Who were you? Thought the young man. He was clone created to be a soldier and had a habit of spending his time off from training idling in the main shopping district. The question he ask wasn't meant for him, but rather towards the man who's face he assumed. How could a face he saw every day, in his teachers, his friends, even his own reflection, be so mysterious to him? It was almost disheartening. Was he just another faceless face? At that moment the image of a girl with the look of fierce determination in her eyes marched pass from the other side of the glass, distracting him from his thoughts.
Chuckling at the strange sight, the young clone shook his head and clearing away all the negative thoughts. It didn't matter who this face had belonged to or how many of it was around, he was still himself. As if to reaffirm himself, the man looked to his reflection again and spoke. "I wouldn't want to be anyone else, but me."
--
Unsweet Release
"I don't want to be me..." muttered the poor girl, splashing away her reflection in the river. Further up the river she could hear chanting, the ceremony had begun. For her people, it was customary that unmarried woman of age would wade into the great river each year and crack the hard Loqu plants on the bony crest of their foreheads as unmarried men swam around them, picking the strongest to be their brides. This was her fifth year and she was sure that it wouldn't be her last.
The chanting got louder, closer then before. Soon it would be her turn. Carefully the girl reached down into the water, searching the river bed for the plants that grew there. Feeling the familiar round plant, she plucked it from its stem and lifted it out of the water. Loqu was a fast growing weed completely uneditable and the sap within its shell was sticky and smelled foul. She hated it, almost as much as she hated herself.
As the chanting surrounded her she raised the plant over her head, watching its wet surface shine in the moon light.
How long will I be alone?
--
Last Light
How long have I been alone? A fragile thing of a man briefly thought as he laid at his worn makeshift cot.
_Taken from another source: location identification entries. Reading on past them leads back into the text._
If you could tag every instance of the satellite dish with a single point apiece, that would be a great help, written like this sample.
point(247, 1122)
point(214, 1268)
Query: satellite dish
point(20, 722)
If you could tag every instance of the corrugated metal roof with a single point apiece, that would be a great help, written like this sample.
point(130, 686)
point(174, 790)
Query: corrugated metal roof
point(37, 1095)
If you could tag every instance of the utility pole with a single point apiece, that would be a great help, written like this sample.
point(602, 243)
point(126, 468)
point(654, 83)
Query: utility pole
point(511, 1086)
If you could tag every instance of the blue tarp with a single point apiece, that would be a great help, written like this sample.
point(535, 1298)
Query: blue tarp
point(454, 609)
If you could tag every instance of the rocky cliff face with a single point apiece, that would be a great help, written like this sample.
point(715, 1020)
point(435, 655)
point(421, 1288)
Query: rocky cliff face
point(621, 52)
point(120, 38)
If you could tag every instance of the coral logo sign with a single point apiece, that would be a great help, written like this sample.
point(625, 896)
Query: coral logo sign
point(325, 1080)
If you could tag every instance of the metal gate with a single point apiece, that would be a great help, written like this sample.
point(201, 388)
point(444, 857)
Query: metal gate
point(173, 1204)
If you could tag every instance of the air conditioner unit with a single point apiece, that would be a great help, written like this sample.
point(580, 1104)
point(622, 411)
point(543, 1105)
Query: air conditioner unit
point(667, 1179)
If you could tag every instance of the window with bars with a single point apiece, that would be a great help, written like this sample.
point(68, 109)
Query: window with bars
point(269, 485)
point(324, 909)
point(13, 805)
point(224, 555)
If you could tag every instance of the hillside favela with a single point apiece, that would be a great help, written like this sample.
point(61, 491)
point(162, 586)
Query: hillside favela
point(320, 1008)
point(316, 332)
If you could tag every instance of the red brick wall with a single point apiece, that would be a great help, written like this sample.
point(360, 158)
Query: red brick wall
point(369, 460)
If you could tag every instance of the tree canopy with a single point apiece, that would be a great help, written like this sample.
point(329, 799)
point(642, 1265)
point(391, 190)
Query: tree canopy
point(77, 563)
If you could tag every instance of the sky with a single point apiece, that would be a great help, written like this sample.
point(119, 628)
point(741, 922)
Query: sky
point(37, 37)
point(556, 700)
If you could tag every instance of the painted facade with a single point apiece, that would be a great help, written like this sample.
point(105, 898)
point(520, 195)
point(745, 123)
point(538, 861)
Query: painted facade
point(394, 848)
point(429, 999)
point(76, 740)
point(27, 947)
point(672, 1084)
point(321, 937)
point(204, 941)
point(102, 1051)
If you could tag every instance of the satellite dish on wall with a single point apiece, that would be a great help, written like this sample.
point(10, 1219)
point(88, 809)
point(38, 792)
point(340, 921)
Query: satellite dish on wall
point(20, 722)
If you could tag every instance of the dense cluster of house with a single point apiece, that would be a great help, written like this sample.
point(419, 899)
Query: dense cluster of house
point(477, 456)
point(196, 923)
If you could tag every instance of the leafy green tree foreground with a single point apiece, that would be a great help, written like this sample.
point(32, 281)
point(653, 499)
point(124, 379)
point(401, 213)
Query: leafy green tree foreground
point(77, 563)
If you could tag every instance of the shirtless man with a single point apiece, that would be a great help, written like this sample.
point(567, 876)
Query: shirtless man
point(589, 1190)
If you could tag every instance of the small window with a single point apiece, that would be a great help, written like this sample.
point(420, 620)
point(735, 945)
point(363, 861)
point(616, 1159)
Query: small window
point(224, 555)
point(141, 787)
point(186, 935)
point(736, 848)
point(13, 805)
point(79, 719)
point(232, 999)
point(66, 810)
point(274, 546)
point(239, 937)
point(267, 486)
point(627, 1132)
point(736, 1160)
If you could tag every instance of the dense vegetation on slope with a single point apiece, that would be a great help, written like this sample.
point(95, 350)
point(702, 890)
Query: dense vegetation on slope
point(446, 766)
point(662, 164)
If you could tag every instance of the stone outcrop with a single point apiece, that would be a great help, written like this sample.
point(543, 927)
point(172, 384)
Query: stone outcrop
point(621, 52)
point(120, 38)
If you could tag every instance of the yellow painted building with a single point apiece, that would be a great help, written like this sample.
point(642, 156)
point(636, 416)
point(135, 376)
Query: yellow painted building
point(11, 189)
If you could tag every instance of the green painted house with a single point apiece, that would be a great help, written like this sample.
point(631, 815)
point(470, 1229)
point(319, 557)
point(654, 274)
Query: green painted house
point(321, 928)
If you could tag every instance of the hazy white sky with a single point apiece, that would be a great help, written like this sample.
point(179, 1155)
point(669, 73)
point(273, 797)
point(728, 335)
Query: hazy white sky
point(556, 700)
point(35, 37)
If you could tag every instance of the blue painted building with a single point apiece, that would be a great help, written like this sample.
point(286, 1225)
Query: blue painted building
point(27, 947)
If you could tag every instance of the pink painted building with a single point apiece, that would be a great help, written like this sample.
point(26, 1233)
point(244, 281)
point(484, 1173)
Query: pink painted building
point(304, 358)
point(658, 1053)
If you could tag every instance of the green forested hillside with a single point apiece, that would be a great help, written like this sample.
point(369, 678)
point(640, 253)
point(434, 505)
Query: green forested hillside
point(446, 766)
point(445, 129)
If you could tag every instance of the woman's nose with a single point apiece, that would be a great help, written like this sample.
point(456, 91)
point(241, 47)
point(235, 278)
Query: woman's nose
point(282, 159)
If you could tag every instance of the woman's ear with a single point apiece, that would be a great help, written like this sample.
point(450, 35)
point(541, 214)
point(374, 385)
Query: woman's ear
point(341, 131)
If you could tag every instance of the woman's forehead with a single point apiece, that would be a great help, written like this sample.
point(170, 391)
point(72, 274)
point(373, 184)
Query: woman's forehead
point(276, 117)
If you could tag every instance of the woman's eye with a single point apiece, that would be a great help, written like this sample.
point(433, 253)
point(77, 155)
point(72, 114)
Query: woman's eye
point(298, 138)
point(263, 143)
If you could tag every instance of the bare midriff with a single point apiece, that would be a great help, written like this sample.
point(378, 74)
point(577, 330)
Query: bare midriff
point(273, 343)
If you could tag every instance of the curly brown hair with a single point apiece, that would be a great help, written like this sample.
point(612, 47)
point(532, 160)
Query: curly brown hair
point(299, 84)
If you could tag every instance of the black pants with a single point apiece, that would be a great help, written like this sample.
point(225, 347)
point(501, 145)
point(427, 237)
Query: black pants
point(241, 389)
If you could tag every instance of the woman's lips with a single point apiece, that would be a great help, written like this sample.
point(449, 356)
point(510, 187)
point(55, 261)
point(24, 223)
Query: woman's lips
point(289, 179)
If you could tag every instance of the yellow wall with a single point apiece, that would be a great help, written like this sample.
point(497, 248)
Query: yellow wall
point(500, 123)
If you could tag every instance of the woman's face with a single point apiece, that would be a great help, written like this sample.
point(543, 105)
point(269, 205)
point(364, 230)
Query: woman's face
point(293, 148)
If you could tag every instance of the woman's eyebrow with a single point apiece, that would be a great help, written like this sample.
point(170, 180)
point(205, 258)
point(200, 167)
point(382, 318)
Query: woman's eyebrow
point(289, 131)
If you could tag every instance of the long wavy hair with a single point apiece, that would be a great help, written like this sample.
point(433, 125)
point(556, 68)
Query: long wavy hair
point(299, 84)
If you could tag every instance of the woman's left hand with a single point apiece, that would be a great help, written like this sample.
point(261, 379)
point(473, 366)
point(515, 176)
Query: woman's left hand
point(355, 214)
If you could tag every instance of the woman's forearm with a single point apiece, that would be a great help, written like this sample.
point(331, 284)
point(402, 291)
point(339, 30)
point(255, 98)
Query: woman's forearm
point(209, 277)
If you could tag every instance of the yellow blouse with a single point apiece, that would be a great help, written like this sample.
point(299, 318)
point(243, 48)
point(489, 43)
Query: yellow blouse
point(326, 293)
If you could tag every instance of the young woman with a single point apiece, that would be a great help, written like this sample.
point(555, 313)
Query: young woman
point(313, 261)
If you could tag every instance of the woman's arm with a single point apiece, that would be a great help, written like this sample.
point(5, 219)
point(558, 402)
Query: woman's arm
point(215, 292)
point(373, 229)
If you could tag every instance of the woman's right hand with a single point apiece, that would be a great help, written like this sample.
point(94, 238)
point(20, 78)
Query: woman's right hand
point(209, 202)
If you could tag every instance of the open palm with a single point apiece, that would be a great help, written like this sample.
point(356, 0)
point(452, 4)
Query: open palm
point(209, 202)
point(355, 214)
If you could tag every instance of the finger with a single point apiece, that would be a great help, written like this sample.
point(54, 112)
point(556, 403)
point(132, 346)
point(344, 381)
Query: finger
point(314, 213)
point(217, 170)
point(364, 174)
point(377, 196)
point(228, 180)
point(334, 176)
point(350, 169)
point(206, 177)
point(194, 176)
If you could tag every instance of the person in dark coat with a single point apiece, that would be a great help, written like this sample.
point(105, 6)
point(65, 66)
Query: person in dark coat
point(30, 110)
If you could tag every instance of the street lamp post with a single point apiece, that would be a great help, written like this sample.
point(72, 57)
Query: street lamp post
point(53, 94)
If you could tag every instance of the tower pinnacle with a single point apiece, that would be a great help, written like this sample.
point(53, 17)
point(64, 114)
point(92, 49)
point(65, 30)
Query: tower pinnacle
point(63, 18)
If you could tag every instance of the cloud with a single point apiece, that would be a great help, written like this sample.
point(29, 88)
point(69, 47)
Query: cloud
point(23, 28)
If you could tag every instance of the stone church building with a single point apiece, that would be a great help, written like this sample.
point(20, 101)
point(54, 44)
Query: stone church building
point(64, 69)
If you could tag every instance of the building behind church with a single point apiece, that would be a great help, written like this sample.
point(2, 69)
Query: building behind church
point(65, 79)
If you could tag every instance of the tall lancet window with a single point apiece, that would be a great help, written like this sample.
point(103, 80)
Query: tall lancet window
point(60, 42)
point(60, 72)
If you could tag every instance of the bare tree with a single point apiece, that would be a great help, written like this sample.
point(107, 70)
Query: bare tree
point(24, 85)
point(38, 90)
How long must I survive? He had long since forgotten the number of years he had spent here, this uninhabited planet far outside the edges of known space. He could barely even remember who he had been. Wasn't he a solider? Or a perhaps one of the scientific survey teams sent out to map new sectors? All he knew was that he was once more then this, but after that crash, after the realization that only he survive, he was nothing but a slowly dying creature. This planet wasn't just uninhabited, but near void of life as well. There was little to no wildlife and the plants grew in scarce patches, even less so were the editable ones. Often he would go days without eating, yet he managed to survive all this time, until now.
It was summer on this planet, the hottest he had experienced during his time here. The plant life literally burned on the surface. Like the prey that burrowed underground, he found shelter deep inside a dark cave. With nothing to eat for months and this burning heat his body couldn't take it anymore. He could feel unconscious taking over again, a dark almost welcoming veil over his weary eyes. Before the darkness completely took over, strange figures approached him. They walked like him, moved like him, and if he could hear their voices, talked like him. When they reached him, one of them quickly held something in front of his eyes, a light so bright that in his final moments, his last thought had been.